2025 Budget: FG Generated N20.7tn, Applied N13.69tn to Debt Service, N8.10tn Capital Projects, N31.89tn Expenditure as at October

FG banks on new tax laws, oil, gas sector reforms to boost 2026 performance 

Mandates heads of government-owned enterprises to meet targets

Tanimu Yakubu: Effective MDA engagement key to securing funding, improved budget execution, value-for-money, others, says previous multiple running budgets consolidated

James Emejo in Abuja

Director-General, Budget Office of the Federation (BoF), Tanimu Yakubu, yesterday, disclosed that the federal government generated N20.7 trillion in revenue, representing 61 per cent of its target, and applied N13.69 trillion to debt service as of October 2025.

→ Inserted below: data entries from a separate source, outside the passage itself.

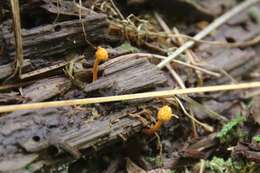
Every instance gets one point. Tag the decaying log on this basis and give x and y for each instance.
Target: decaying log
(46, 88)
(127, 75)
(57, 39)
(8, 69)
(25, 134)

Giving an update on the 2025 budget performance, Yakubu said N7.09 trillion was spent on personnel and pensions, while N31.89 trillion covered expenditure in the review period.

He stated that N8.10 trillion was spent on capital projects between January and September 2025, adding that following the extension of 2024 capital budget execution to December 2025, a total of N2.23 trillion was released for 2024 capital projects implementation as at June 2025.

Represented by Director, Social Expenditure, BoF, Mr. Yusuf Muhammed, Yakubu, stated that while fiscal challenges persisted, the government met its key obligations.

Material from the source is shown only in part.